Power (or amplitude) Doppler is a complementary imaging technique that displays the total strength or amplitude of the returning Doppler signal.15 In comparison with conventional color-flow imaging, color-flow sensitivity is increased by a factor of 3 to 5 times with power Doppler. This enhanced dynamic range can depict very slow flow in the area of a subtotal occlusion that may not be detected by conventional color-flow Doppler. Contrast agents can also help differentiate between occlusion and high-grade stenosis in carotid and renal arteries, especially in cases where multiple renal arteries are present.16
The standard carotid duplex examination includes assessment of the carotid arteries as well as the vertebral, subclavian, and brachiocephalic arteries. Indications for this test include a bruit, transient ischemic attack (TIA), amaurosis fugax, stroke, and surveillance after revascularization.17 The examination begins with a gray-scale survey of the extracranial carotid arteries in transverse and longitudinal views. The operator images the region from the clavicle to the angle of the jaw, in both anterolateral and posterolateral views.18 The common carotid artery (CCA) is typically medial to the internal jugular vein, and the bifurcation is often located near the cricoid cartilage. The ICA is usually posterolateral, with a diameter at its origin greater than that of the anteromedially located external carotid artery (ECA).

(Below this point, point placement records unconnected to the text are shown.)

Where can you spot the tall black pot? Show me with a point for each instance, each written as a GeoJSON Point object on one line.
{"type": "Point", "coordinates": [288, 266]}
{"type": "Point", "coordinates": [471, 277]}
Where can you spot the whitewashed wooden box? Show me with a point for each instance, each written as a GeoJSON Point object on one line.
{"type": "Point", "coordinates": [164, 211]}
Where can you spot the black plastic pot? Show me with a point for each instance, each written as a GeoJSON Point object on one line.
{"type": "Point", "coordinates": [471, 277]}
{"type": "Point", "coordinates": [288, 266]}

Carotid artery stenosis can be focal, and flow patterns can normalize within a short distance. Therefore, the pulse-wave sample volume should be methodically advanced along the length of the vessel; color Doppler may be used for guidance in delineating areas of abnormal flow requiring change in position of the sample volume (Fig. 12-7). Representative velocity measurements should be recorded from the proximal, mid- and distal CCA. The CCA spectral waveform is a combination of the ECA and ICA waveforms, with greater diastolic flow than the ECA but less than the ICA. Atherosclerosis, when present, is usually most evident at the ICA origin, whereas fibromuscular dysplasia may be more evident distally. Using spectral Doppler, the sample volume is advanced throughout the entire ICA. At a minimum, PSV and EDV from the proximal, mid-, and distal ICA segments should be recorded. The vertebral artery is then located posterior to the carotid artery. The vertebral artery and vein lie between the spinous processes. The vertebral artery is followed as far cephalad as possible, sampling the spectral Doppler in the accessible portions of the vertebral artery.

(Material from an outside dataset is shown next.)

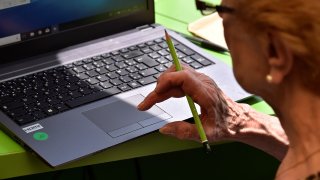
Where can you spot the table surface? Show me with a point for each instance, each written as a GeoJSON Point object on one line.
{"type": "Point", "coordinates": [169, 14]}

Internal carotid artery (ICA) in each is slightly wider at the origin than external carotid artery (ECA). Red arrow indicates plaque in proximal right ICA. A branch is evident arising from left ECA. In the absence of identified branches, waveforms are necessary to distinguish the ICA from the ECA. CCA, common carotid artery.
Distinguishing between the ICA and ECA is critical to the examination (Fig. 12-8). The ECA is usually smaller, more anteromedial, and has less diastolic flow than the ICA. The ECA will also have branches in the cervical region, whereas the ICA will not. Direct comparison of the waveforms from the two vessels is critical. A velocity waveform obtained from the proximal vessel or the site of maximal velocity should be obtained while intermittently tapping on the preauricular branch of the temporal artery. The intermittent tapping is reflected clearly in the diastolic portion of the ECA waveform, but not in the ICA waveform (Fig. 12-9).